You can rack your machines, you can wire everything up
to the switch, you can configure the switch, and so forth.
But suppose now you want to run a different experiment.
Well you've gotta go back and reconfigure everything all over again.
And, in contrast, using Mininet makes it fairly easy to reconfigure
these types of topologies because it's all in software.
Another way that you could do this is to use network virtual machines.
So you could imagine running lots and lots of
virtual machines, say, on your laptop, or on your desktop.
And then, network them together with a
software switch that's running on your host.
The problem with that is that typically virtual
machines are fairly heavy weight, so there's a
limit to the number of virtual machines that
you can run concurrently on a single host.
So, one of the advantages to Mininet that we'll see is that the OS based
virtualization that it uses is lightweight enough that it can support
hundreds, or potentially even thousands of hosts even on a single PC.
Of course the third alternative is to use simulation, but the
problem with that is that there's no clear path to hardware deployment.
In particular, because everything is simulated and there's
no real running software, and time or timing is not necessarily
accurate, then it can be somewhat unclear how to transition an
experiment that's run in simulation to a real working deployment.
[BLANK_AUDIO].
I just want to take one slide where we look at how Mininet works in a
nutshell and as we walk through certain examples,
I'd like you to understand what's actually going on.
So, let's start over here on the left side of this figure.
When we run Mininet, we'll often run something called
MN, which is a launcher for the Mininet process.
That process then controls the
sub-processes, each of which represent
a single host running in the network.
So, for example, let's suppose that I want to have a network with two hosts.
The Mininet launcher would launch two bash processes
and then it would create a unique network namespace
for each of those processes, so host 2, h2, and
h3 would each have their own network name space.
And that's done with the Linux network namespaces
mechanism which is now native in the Linux kernel.
At that point, each host or each process represents a
host, and each of these processes has its own network namespace.
And the next thing that happens is
Mininet creates what are called, virtual ethernet pairs.
And so the idea here is to create a tunnel between the virtual
interface that's in the namespace of a particular subprocess.

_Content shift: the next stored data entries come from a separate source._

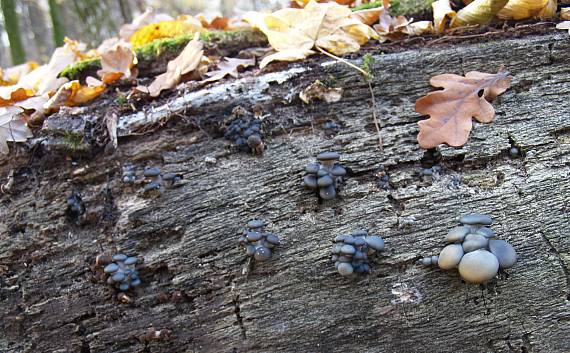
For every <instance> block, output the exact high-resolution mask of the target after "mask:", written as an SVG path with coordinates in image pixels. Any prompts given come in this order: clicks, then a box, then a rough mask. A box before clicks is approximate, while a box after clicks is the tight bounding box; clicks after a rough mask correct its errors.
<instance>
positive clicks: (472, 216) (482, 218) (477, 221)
mask: <svg viewBox="0 0 570 353" xmlns="http://www.w3.org/2000/svg"><path fill="white" fill-rule="evenodd" d="M459 223H462V224H469V225H476V224H480V225H485V226H489V225H491V224H493V220H492V219H491V217H489V216H487V215H485V214H480V213H471V214H467V215H463V216H461V218H459Z"/></svg>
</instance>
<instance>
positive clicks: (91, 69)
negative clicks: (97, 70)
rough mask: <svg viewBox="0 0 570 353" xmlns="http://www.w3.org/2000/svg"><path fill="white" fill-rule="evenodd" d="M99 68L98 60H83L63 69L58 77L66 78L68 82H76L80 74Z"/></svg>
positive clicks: (72, 64) (94, 70)
mask: <svg viewBox="0 0 570 353" xmlns="http://www.w3.org/2000/svg"><path fill="white" fill-rule="evenodd" d="M100 68H101V60H100V59H89V60H83V61H78V62H76V63H74V64H71V65H69V66H67V67H66V68H65V69H63V71H61V73H60V74H59V76H60V77H66V78H67V79H69V80H76V79H78V78H79V77H80V76H81V73H83V72H87V71H92V70H94V71H96V70H99V69H100Z"/></svg>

For example, here the h2 namespace has a virtual interface.
We need to connect that to a real
interface that's sitting in the root network namespace.
The reason we want to do that is
because eventually we're going to connect it to a switch.
So each one of these hosts has a virtual ethernet pair.
And each pair is assigned to the namespace that corresponds to the virtual
host that represents that particular node in the virtual network.
[BLANK_AUDIO].
Once those virtual ethernet pairs are
assigned, are created and assigned to namespaces.
We can then create an OpenFlow switch, to connect those hosts.
And finally, we can instantiate a controller that uses the
OpenFlow protocol to control flow table entries in that switch and
those entries that sit in this switch here ultimately allow packets
to travel between each of these hosts in the virtual network.
And finally, this entire setup is contained within a single virtual machine.
So all this is basically running in a virtual machine on your PC.
In summary, Mininet is a network emulator that
runs in a virtual machine on a single node.
It uses lightweight OS virtualization to achieve scale and it's fast, easy to use
and it makes it very easy to share various configurations, solutions, set-ups, etc.
In the next part of the lesson we will use Mininet to
construct various examples of network topologies using
both the MN wrapper and directly with the Python API.